Structure the Unstructured

By Frank Brown  |  Posted 2010-01-22 Print this article Print

Structure the unstructured

The insights researchers are able to gain when conversing informally are extremely rich, because human brains are adept at making contextually-relevant associations of which a structured database is incapable. For example, a human would know immediately that the words "auto," "automobile" and "car" mean the same thing, or that a past experiment may be "kind of" similar to the one being conducted in a current project. This is what the lunch table of the past delivered.

But what happens when your organization's head pharmacologist is in Boston, the lead chemist is in Beijing, and the available information base involves an enormous breadth of sources and data formats? Those contextually-relevant associations are not so easy to make.

Until organizations are able to "structure" (that is, categorize) the vast quantities of unstructured content at their disposal, they will miss out on a monumental amount of knowledge. This is where less rigid categorization technologies such as advanced semantic search and text analytics come in. But they have to be sophisticated enough to handle the highly-complex nature of scientific data.

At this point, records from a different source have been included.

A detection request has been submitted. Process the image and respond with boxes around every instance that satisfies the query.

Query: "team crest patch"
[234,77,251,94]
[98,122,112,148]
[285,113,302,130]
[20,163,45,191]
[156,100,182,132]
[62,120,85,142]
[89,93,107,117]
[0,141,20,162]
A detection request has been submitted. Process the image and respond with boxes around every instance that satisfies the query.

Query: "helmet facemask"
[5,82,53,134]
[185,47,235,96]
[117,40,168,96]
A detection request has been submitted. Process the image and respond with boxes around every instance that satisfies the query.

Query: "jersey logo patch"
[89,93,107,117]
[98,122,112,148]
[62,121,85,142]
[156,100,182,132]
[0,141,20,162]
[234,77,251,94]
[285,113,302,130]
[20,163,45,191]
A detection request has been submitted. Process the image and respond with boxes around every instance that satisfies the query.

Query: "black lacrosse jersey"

For instance, a molecule may be represented by name, by an ID number or as an image, so your search solution must be "scientifically aware" enough to recognize these variations.

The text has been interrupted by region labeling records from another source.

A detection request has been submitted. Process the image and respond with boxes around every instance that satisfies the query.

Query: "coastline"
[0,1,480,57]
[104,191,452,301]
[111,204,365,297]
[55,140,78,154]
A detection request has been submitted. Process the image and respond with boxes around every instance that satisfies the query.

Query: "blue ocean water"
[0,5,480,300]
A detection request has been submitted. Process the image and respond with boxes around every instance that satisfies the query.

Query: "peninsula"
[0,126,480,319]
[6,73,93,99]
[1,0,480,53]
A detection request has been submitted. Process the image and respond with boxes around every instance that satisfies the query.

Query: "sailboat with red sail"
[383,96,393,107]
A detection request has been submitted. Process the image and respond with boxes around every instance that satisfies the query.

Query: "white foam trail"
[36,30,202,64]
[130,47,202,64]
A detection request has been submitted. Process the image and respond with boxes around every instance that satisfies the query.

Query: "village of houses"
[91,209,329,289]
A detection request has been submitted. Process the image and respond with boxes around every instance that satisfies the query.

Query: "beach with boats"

Consider a company that needs to search a vast amount of unstructured content, ranging from external patents and journal articles to their own internal documents and research databases. The company needs to identify and extract information relevant to a key project. Using a scientifically-aware text analysis application capable of recognizing chemical structures and biological sequences, researchers would be able to query the content and quickly pinpoint the most relevant information. They would be able to do this without having to know exactly how the data is represented. Without this capability, the time and cost constraints involved in leveraging unstructured content would be too high and, most importantly, critical insights would be missed.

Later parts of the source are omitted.